Potential Credit Risk

Can someone please verify this for me? In a swap, even if the current credit risk is zero, there’s potential credit risk since there’s time left until settlement date. Am I correct to say that as long as it’s before the settlement date, there will ALWAYS be potential credit risk? (Schweser V1, E2, Q14.3).

my answer would be yes.

I think potential credit risk is equal to the market value of the swap. If its market value is positive and equal x, you have potential credit risk equal to x. Your counterparty has no potential credit risk. If the market value is negative, your counterparty has the potential credit risk.

^Agreed. Potential credit risk is basically the amount of the claim that the positive value party would have it the counterparty defaulted. That amount is the difference between the PV (fixed PMTs) and PV(float PMTS). So at initiation and anytime the values net out, you would have to say that potential credit risk is zero. But in cases where notional principal is exchanged, this may be a different story…

maratikus Wrote: ------------------------------------------------------- > I think potential credit risk is equal to the > market value of the swap. If its market value is > positive and equal x, you have potential credit > risk equal to x.
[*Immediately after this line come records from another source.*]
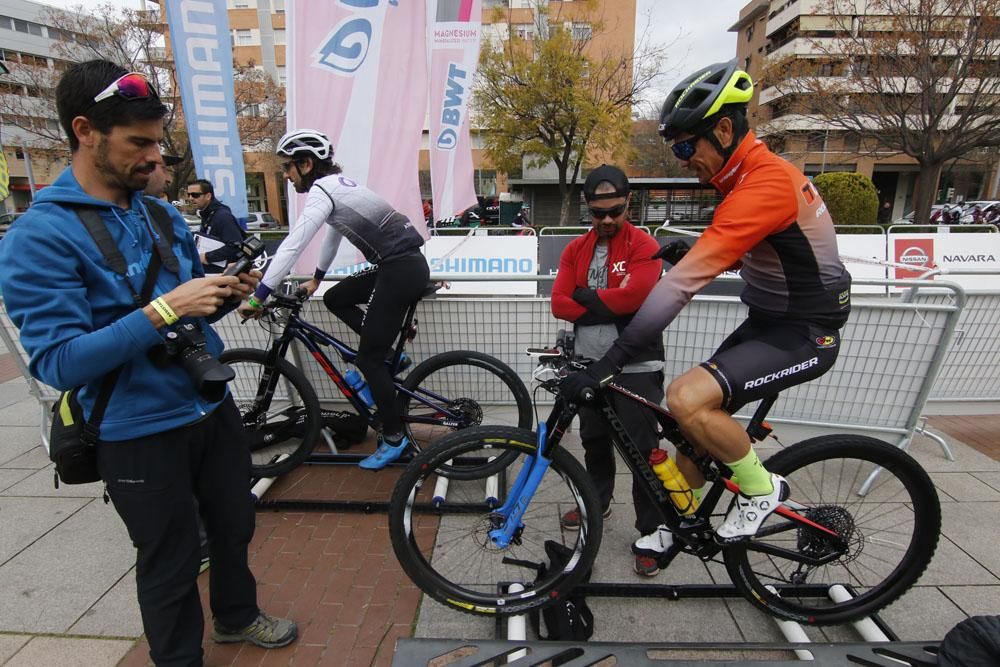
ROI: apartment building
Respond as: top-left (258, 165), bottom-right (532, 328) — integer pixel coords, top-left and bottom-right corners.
top-left (0, 0), bottom-right (76, 213)
top-left (729, 0), bottom-right (1000, 220)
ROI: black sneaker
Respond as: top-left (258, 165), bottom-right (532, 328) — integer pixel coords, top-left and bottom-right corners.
top-left (212, 611), bottom-right (299, 648)
top-left (559, 505), bottom-right (611, 529)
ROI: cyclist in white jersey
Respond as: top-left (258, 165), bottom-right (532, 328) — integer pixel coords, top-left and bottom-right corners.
top-left (243, 130), bottom-right (430, 470)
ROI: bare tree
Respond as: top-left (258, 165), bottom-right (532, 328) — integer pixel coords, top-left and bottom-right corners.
top-left (762, 0), bottom-right (1000, 221)
top-left (472, 0), bottom-right (665, 225)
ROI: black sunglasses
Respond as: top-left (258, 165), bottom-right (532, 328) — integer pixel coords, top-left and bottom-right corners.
top-left (587, 202), bottom-right (628, 220)
top-left (670, 135), bottom-right (701, 162)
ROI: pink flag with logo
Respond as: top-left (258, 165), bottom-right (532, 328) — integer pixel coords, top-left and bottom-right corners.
top-left (286, 0), bottom-right (427, 274)
top-left (427, 0), bottom-right (482, 218)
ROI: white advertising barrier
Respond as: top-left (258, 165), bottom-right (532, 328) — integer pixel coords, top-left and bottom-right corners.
top-left (837, 234), bottom-right (886, 294)
top-left (892, 234), bottom-right (1000, 291)
top-left (424, 235), bottom-right (538, 296)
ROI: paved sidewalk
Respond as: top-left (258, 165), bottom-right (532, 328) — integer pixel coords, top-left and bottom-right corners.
top-left (0, 350), bottom-right (1000, 667)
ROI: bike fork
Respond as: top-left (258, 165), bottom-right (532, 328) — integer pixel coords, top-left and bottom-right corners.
top-left (489, 423), bottom-right (552, 549)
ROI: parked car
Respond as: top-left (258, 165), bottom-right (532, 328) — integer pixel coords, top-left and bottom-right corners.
top-left (247, 211), bottom-right (278, 232)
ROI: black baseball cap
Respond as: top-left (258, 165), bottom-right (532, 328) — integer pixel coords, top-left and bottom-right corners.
top-left (583, 164), bottom-right (632, 201)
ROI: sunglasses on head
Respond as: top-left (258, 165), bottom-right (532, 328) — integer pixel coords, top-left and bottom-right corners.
top-left (94, 72), bottom-right (159, 104)
top-left (587, 203), bottom-right (628, 220)
top-left (670, 135), bottom-right (701, 162)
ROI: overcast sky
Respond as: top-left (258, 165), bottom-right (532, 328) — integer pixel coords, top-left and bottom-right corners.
top-left (36, 0), bottom-right (750, 113)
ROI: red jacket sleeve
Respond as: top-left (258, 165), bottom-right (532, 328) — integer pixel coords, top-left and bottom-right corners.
top-left (552, 240), bottom-right (587, 322)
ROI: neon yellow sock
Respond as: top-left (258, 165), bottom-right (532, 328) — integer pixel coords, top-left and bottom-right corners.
top-left (726, 447), bottom-right (774, 496)
top-left (691, 485), bottom-right (705, 504)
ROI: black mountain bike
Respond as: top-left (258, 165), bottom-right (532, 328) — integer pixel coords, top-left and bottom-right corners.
top-left (389, 336), bottom-right (941, 625)
top-left (220, 285), bottom-right (532, 478)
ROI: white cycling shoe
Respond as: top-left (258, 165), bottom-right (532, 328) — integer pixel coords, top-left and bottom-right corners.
top-left (715, 473), bottom-right (789, 543)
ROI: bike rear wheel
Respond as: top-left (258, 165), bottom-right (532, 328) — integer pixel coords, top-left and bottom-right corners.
top-left (724, 435), bottom-right (941, 625)
top-left (389, 427), bottom-right (603, 615)
top-left (399, 350), bottom-right (533, 479)
top-left (219, 348), bottom-right (323, 478)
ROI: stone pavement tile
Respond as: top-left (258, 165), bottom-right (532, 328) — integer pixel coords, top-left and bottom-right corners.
top-left (0, 426), bottom-right (43, 469)
top-left (0, 446), bottom-right (52, 475)
top-left (940, 582), bottom-right (1000, 616)
top-left (0, 498), bottom-right (88, 568)
top-left (917, 532), bottom-right (997, 586)
top-left (69, 568), bottom-right (142, 639)
top-left (0, 635), bottom-right (31, 665)
top-left (5, 637), bottom-right (132, 667)
top-left (972, 472), bottom-right (1000, 491)
top-left (880, 583), bottom-right (965, 641)
top-left (0, 464), bottom-right (104, 498)
top-left (930, 472), bottom-right (1000, 502)
top-left (941, 502), bottom-right (1000, 577)
top-left (0, 468), bottom-right (33, 495)
top-left (0, 397), bottom-right (41, 432)
top-left (0, 499), bottom-right (135, 636)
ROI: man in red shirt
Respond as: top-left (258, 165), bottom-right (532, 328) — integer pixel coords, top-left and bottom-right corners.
top-left (552, 164), bottom-right (672, 576)
top-left (561, 60), bottom-right (851, 543)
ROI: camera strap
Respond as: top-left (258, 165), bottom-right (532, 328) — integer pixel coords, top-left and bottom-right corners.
top-left (75, 205), bottom-right (172, 444)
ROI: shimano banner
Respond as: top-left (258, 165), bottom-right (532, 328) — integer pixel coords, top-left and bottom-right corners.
top-left (427, 0), bottom-right (482, 218)
top-left (287, 0), bottom-right (427, 273)
top-left (161, 0), bottom-right (247, 221)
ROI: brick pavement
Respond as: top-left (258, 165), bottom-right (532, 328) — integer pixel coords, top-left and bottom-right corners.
top-left (120, 452), bottom-right (430, 667)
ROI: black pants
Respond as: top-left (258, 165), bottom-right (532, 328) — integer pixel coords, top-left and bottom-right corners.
top-left (580, 371), bottom-right (663, 535)
top-left (97, 398), bottom-right (258, 665)
top-left (323, 252), bottom-right (430, 435)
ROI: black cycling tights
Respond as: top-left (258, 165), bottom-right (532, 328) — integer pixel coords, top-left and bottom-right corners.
top-left (323, 252), bottom-right (430, 435)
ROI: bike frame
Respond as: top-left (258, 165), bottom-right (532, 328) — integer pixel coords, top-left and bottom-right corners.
top-left (254, 302), bottom-right (480, 426)
top-left (490, 383), bottom-right (839, 566)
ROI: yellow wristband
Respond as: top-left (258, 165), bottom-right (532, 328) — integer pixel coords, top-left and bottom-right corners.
top-left (150, 297), bottom-right (180, 325)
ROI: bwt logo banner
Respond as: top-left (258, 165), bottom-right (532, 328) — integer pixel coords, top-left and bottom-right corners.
top-left (316, 0), bottom-right (399, 74)
top-left (437, 63), bottom-right (468, 151)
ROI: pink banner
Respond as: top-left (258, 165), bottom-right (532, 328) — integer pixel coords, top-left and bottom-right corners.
top-left (427, 0), bottom-right (482, 218)
top-left (286, 0), bottom-right (427, 273)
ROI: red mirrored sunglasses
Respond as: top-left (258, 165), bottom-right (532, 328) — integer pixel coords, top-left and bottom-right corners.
top-left (94, 72), bottom-right (159, 104)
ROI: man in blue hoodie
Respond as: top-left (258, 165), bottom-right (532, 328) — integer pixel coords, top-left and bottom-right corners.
top-left (0, 60), bottom-right (297, 665)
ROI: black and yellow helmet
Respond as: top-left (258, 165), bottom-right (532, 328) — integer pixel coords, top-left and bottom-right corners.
top-left (660, 59), bottom-right (753, 141)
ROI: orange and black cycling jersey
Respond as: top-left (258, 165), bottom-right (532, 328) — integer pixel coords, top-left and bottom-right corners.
top-left (608, 132), bottom-right (851, 366)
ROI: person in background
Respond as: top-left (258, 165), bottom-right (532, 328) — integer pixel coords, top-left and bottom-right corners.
top-left (552, 164), bottom-right (673, 577)
top-left (187, 178), bottom-right (243, 273)
top-left (0, 60), bottom-right (297, 665)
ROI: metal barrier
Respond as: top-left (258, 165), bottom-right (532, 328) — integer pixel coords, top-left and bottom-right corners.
top-left (216, 276), bottom-right (965, 452)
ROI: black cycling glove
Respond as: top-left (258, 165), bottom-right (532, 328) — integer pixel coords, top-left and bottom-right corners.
top-left (559, 357), bottom-right (618, 403)
top-left (650, 239), bottom-right (691, 265)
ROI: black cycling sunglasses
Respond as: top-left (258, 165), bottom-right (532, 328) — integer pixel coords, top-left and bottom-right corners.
top-left (670, 135), bottom-right (701, 162)
top-left (587, 202), bottom-right (628, 220)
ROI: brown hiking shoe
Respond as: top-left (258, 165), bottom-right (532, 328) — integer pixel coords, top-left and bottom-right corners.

Your counterparty has no > potential credit risk. If the market value is > negative, your counterparty has the potential > credit risk. This is EXACTLY what I thought too, before this question from Schweser (unless I’m misinterpreting what they’re saying). In the question the current credit risk was zero because the sawp contract price was 50 and it’s currently priced at 50 with six month until expiration. The answer states, “Current credit risk refers to the amount due now and there is none. However, the forward contract has positive value to the long of $50 minus the present value of $50, so there is potential credit risk in that amount.” Am I missing something? How does any party have positive value right now?

McLeod81 Wrote: ------------------------------------------------------- > ^Agreed. Potential credit risk is basically the > amount of the claim that the positive value party > would have it the counterparty defaulted. That > amount is the difference between the PV (fixed > PMTs) and PV(float PMTS). So at initiation and > anytime the values net out, you would have to say > that potential credit risk is zero. > > But in cases where notional principal is > exchanged, this may be a different story… To your point, McLeod81, there were no funds exchanged upfront.

Am I reading this wrong or are we saying the same thing in a roundabout way Interest rate swaps, credit risk is highest somewhere around the middle of the swap’s life and decreases as time passes and number of remaining settlement periods decrease Currency swaps, both parties are simultaneoulsy exposed to credit risk which is increased due to exchange of principal at inception and maturity of swap. Credit risk is highest between the middle and maturity of the swap. The above leads me to believe that there is always potential credit risk.

Potential Credit Risk of a swap (receive fixed) = PV(Fixed PMT) - PV(Float PMT) If no principal is exchanged, and PV(Fixed) = PV(Float), your potential credit risk has to be zero. If principal WAS exchanged, I would say that it should go something like: Potential Credit Risk = PV(Fixed PMTs) - PV(Float PMTs) + PV(Notional Principal) -because if the other party defaults, you’re also lose out on the PV of the NP

Here is the question verbatim: Relevant fact pattern: A forward contract sold by Palmer Securities has six months until the delivery date and a contract price of 50. The underlying asset has no cash flows or storage costs and is currently priced at 50. In the contract, no funds were exchanged upfront. Question: Determine whether the forward contracts sold by Palmer Securities have current and/or potential credit risk. A. The contract has current credit risk only. B. The contract has potential credit risk only. C. The contract has neither potential credit risk nor current credit risk.

The current credit risk is the risk that a payment due now (ie current) is not paid. Potential credit risk is the risk that future payments which will be payable due to passage of time are not made. In the question there is no payment due at the current time so current credit risk =0. The future is in the money to one party though so that party bears potential credit risk. To answer passthismofo’s qn: there won’t always be potential credit risk. If the currentvalue of future was nil then neither party would be in the money and potential credit risk is 0. Edit to put it another way potential risk is NOT the maximum credit risk ever potentially due which is infinite. Hope this isn’t too wordy.

McLeod and Hurricane, thanks for this clarification. So the answer to ook’s question above would be C then.

ook Wrote: ------------------------------------------------------- > Here is the question verbatim: > > Relevant fact pattern: > A forward contract sold by Palmer Securities has > six months until the delivery date and a contract > price of 50. The underlying asset has no cash > flows or storage costs and is currently priced at > 50. In the contract, no funds were exchanged > upfront. > > Question: > Determine whether the forward contracts sold by > Palmer Securities have current and/or potential > credit risk. > A. The contract has current credit risk only. > B. The contract has potential credit risk only. > C. The contract has neither potential credit risk > nor current credit risk. Long contract value = 50-50/(1+rfr)^T > 0 -> short < 0 -> no potential credit risk. No current credit risk either because there are no payments due short-term. C is the answer.

Agree with maratikus. You have to bring both numbers to PV.